A opinião é similar entre a vice-presidenta da CUT nacional, Carmen Foro; a Economista do Departamento Intersindical de Estatística e Estudos Socioeconômicos (Dieese), Regina Carvalho; e o professor universitário da Pontifícia Universidade Católica (PUC-SP), Ladislaw Dowbor, em análise de conjuntura realizada nesta quarta-feira (25), durante o 9º Congresso Nacional da Confederação Nacional dos Trabalhadores no Comércio e Serviços (Contracs), em Guarapari, Espírito Santo. Segundo os debatedores, o país precisa sair das mãos do mercado financeiro, mudar a política econômica adotada pelo governo e voltar ao ciclo de desenvolvimento construído nos últimos anos no país.

Clareza de cenário

Para a vice-presidenta da CUT, Carmen Foro, é necessário clareza no cenário para que a elite nacional e internacional não paute as ações dos movimentos sociais por meio da construção de um senso comum de desespero e catástrofe. "Nem tanto ao mar, nem tanto à terra. Os interesses econômicos se colocaram a serviço dos interesses políticos aqui, assim como no mundo inteiro. Mas também há uma construção permanente de que estamos vivendo uma catástrofe, o que não é necessariamente verdade", afirma.

Carmen destaca que a escolha de política econômica feita até agora é uma escolha equivocada que levará o país a uma situação delicada, e os movimentos precisam fazer enfrentamento nas ruas. Ao lembrar das ações da CUT para o próximo período, ela lembra o dia 7 de abril, quando haverá a ocupação do Congresso Nacional durante a votação do PL 4330, que amplia a terceirização; e o dia 26 de abril, quando os movimentos sociais farão uma grande mobilização contra a Rede Globo.

No próximo dia 31 de março, os movimentos sociais também realizarão Plenárias pelos estados por Democracia, Direitos, Reforma Política e em defesa da Petrobrás. "Isso é absolutamente central para todos nós nesse momento de disputa que estamos fazendo", afirma Carmen.

Foto: Gonzalo ArselliFoto: Gonzalo ArselliMPs são erros do governo

Segundo a vice-presidenta, o governo federal "erra com as duas medidas provisórias aprovadas [664 e 665]. Nós, da CUT, estamos nas ruas e discordamos que quem pague o ajuste fiscal seja os trabalhadores. Os ricos que criaram essa crise, eles que paguem a conta. Mas não podemos aceitar uma campanha poderosa da mídia dizendo que devemos baixar nossa cabeça frente a todas as conquistas que tivemos.

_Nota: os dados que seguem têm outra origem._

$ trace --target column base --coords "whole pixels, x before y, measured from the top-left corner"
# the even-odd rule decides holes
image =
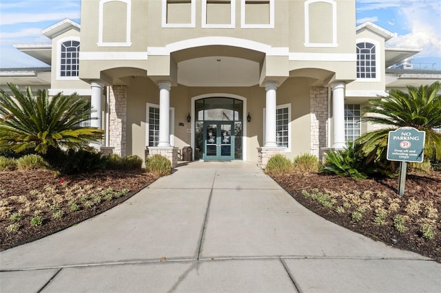
[[[166,157],[172,163],[172,168],[178,166],[178,150],[175,146],[148,146],[145,148],[145,158],[153,155],[161,155]]]
[[[285,148],[280,147],[258,147],[257,148],[258,157],[257,157],[257,166],[264,169],[268,164],[268,160],[271,157],[276,154],[285,153]]]

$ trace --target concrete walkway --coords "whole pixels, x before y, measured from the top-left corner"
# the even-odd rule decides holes
[[[440,292],[441,264],[305,208],[243,162],[193,162],[0,252],[1,292]]]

Nós precisamos entender que esses questionamentos estão situados numa perspectiva de quem não aceita o projeto vitorioso".

Após um levantamento histórico sobre os últimos 12 anos de governo, em que fica evidente ter havido conquistas históricas para os trabalhadores, como valorização do Salário Mínimo e aumento do nível de empregados no país, Carmen lembra da ascensão conservadora no país, onde se amplia o preconceito, o machismo e a violência nas bases. Para ela, é preciso considerar três pautas que poderiam ter sido trabalhadas com mais afinco nos últimos 12 anos e não foram: Democratização da Comunicação, Reforma Política e Reforma Tributária Justa e Progressiva. "Erramos e agora estamos pagando um preço alto por isso".

Escapar das armadilhas do mercado

Para o professor Ladislaw Dowbor, o desafio no momento é compreender o que está acontecendo no eixo econômico. O Brasil, segundo ele, tem uma série de avanços extremamente importantes que é preciso proteger e dar continuidade. E tem também uma elite que quer retrocesso e um mercado financeiro que se apropria da produção  no país para engrandecer o caixa das empresas no exterior.

"Os bancos descobriram uma forma de chupar aquele pouco dinheiro que se transferiu na imensa transferência de renda que demos início no país. Estou falando de crediário dos bancos. Se pensar no Santander, 30% do lucro do banco vem do Brasil. Está chupando daqui o que a gente produz, mas leva para fora, sangrando a economia", destaca o acadêmico, para quem o Brasil precisa fugir da lógica do mercado financeiro internacionalizado. "Se você compra no cartão de crédito, o comerciante vai receber 5% a menos. No débito, 2% a menos. Esse dinheiro vai para o banco. Lembram  da CPMF? Pois era 0.38% e foi um verdadeiro escândalo", lembra.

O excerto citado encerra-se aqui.